En este orden de cosas, y siendo cierto que las materias primas siempre han jugado un papel muy primordial en todo lo relacionado con la geoconomía, la impresión es que, en la actualidad, están adquiriendo más relevancia que nunca. Como se pone de manifiesto en un reciente número de la revista Finanzas y Desarrollo, del FMI, algunas materias primas, y no sólo el petróleo o el gas, se están convirtiendo en instrumentos fundamentales en la lucha por controlar el tablero económico y geopolítico mundial.
Las 'commodities', que es el término habitualmente utilizado para referirse a las materias primas comercializadas en mercados internacionales con características relativamente homogéneas, desempeñan un papel central en esta dinámica. Como se nos recuerda en uno de los artículos de la revista antes mencionada, «en su nivel más básico, las materias primas son recursos que se extraen de la tierra, como el petróleo, el cobre, el hierro o el oro (materias primas extractivas), o se obtienen de ella, como el trigo, el café, el algodón o el cacao (materias primas agrícolas)». Recientemente, muchas de las primeras, como el litio, el cobalto, el níquel, el cobre, las tierras raras o el grafito, han ido ganando enteros porque son indispensables para fabricar muchos de los productos (baterías, vehículos eléctricos, aerogeneradores, paneles solares, semiconductores, equipos electrónicos avanzados, etc.) que se están tornando imprescindibles en nuestra vida diaria y que, por mor de la transición hacia una economía más digital y más descarbonizada, lo serán aún más en el futuro. No olvidemos, además, que esta importancia se ve acrecentada porque muchas de estas materias primas duras son esenciales para la industria de defensa.

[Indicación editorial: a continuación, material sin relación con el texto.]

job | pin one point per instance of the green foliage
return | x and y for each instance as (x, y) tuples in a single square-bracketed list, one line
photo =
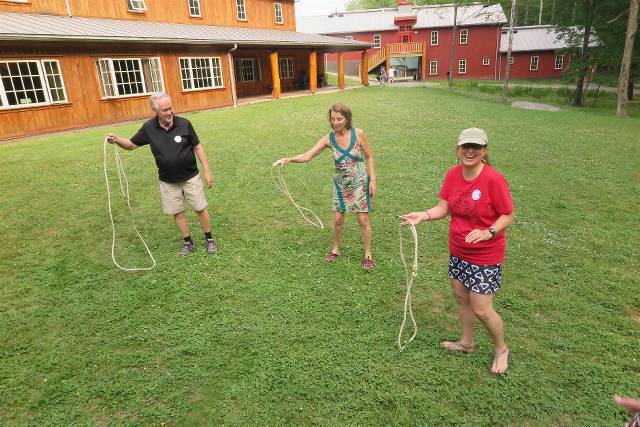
[(266, 332)]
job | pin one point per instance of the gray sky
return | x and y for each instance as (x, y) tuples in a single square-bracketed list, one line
[(319, 7)]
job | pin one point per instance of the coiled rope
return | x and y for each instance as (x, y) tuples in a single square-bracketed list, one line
[(125, 192), (409, 282), (278, 177)]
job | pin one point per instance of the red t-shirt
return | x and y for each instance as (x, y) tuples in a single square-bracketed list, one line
[(476, 204)]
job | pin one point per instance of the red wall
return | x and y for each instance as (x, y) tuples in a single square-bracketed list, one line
[(482, 43), (522, 62)]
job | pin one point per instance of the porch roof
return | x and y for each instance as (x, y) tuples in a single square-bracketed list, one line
[(42, 28)]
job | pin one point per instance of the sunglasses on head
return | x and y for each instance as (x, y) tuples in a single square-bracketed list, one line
[(472, 146)]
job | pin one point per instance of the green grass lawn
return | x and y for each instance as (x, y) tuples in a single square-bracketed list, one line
[(267, 333)]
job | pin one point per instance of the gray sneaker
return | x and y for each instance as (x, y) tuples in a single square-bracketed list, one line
[(187, 248), (212, 248)]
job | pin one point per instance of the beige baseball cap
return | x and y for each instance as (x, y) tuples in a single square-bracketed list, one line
[(473, 136)]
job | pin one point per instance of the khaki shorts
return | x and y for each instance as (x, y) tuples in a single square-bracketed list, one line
[(174, 195)]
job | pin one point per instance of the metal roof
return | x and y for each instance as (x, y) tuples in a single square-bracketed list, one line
[(37, 27), (383, 19)]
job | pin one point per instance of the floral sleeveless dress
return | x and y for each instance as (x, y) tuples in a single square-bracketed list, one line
[(351, 183)]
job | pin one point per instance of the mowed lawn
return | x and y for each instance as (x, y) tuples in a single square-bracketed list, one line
[(266, 332)]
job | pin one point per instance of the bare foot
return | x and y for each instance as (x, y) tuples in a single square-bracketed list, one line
[(459, 346), (500, 362)]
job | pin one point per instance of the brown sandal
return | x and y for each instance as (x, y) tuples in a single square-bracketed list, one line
[(459, 346)]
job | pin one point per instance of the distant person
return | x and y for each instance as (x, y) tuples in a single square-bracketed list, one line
[(354, 184), (175, 145), (477, 198)]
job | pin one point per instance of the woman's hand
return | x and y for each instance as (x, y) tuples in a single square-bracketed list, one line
[(477, 236)]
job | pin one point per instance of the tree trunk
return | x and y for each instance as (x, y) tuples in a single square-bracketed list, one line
[(623, 82), (453, 44), (505, 89), (589, 8)]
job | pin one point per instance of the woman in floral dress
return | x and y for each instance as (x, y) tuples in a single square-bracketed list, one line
[(354, 183)]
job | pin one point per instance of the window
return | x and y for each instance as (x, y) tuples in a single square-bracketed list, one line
[(32, 82), (279, 17), (462, 66), (201, 73), (534, 63), (247, 70), (241, 10), (559, 63), (136, 5), (286, 68), (434, 38), (377, 41), (464, 36), (433, 68), (129, 76), (194, 8)]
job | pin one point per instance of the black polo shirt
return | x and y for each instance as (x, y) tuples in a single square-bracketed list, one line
[(173, 149)]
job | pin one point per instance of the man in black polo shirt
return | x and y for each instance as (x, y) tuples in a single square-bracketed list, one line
[(174, 145)]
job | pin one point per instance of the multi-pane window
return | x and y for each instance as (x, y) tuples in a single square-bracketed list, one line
[(241, 10), (377, 41), (36, 82), (279, 16), (433, 68), (247, 70), (533, 66), (129, 76), (194, 8), (286, 68), (462, 66), (201, 73), (136, 5), (559, 63), (464, 36)]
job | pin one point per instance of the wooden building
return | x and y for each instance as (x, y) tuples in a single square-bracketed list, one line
[(75, 63)]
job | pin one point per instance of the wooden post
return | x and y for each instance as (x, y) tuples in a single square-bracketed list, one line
[(364, 69), (423, 73), (275, 75), (313, 72), (341, 70)]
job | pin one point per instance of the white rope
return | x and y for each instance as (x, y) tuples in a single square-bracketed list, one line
[(282, 186), (125, 192), (407, 299)]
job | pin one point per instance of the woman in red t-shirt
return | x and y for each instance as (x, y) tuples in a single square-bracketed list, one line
[(478, 199)]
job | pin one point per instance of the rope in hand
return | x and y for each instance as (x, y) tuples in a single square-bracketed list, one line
[(282, 186), (409, 282), (125, 192)]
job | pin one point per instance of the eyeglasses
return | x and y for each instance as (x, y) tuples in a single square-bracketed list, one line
[(472, 146)]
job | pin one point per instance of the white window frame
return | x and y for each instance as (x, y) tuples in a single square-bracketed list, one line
[(279, 13), (377, 44), (286, 71), (435, 38), (559, 62), (462, 66), (464, 36), (190, 73), (433, 68), (137, 6), (45, 84), (109, 86), (194, 8), (255, 67), (536, 63), (241, 10)]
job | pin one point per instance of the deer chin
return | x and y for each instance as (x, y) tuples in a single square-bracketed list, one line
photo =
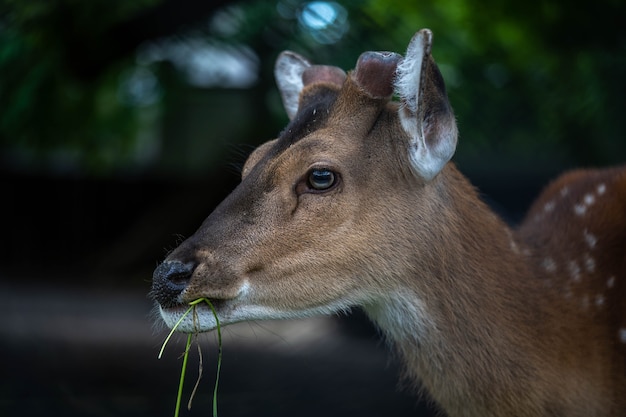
[(241, 308)]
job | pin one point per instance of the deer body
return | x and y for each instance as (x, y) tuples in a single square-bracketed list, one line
[(357, 204)]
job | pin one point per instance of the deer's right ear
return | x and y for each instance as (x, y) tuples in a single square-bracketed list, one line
[(425, 113), (288, 72)]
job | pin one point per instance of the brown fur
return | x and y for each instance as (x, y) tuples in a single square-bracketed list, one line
[(491, 321)]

Sin embargo, y como es fácil de imaginar, la importancia creciente de este tipo de materias primas proviene no sólo porque son esenciales para la fabricación de los productos citados sino, también, porque su distribución geográfica es tremendamente desigual, lo que otorga a los países que las poseen una posición de privilegio en su envite por controlar el mencionado tablero económico y político mundial. Resulta fácil comprender, por lo tanto, el interés de países como Estados Unidos y China, pero también de la Unión Europea y los que conforman potencias de tipo medio, por asegurarse el suministro de una buena cantidad de estas commodities, fomentar, si es posible, su producción nacional y, en todo caso, diversificar sus proveedores.
La geoeconomía, el uso de los instrumentos económicos para doblegar a otros países, puede incrementar la cooperación internacional, como sucedió una vez finalizada la segunda guerra mundial hasta casi nuestros días, pero también puede ser causa de su fragmentación y desintegración, como está sucediendo ahora mismo. Por eso, como subraya otro artículo de Finanzas y Desarrollo, parece lógico pensar que «los países que comprendan que la relación entre el control de los recursos y el poder geoeconómico no es lineal, el valor de una diversificación selectiva y el principio de la moderación superarán este período con más éxito que aquellos que no lo hagan».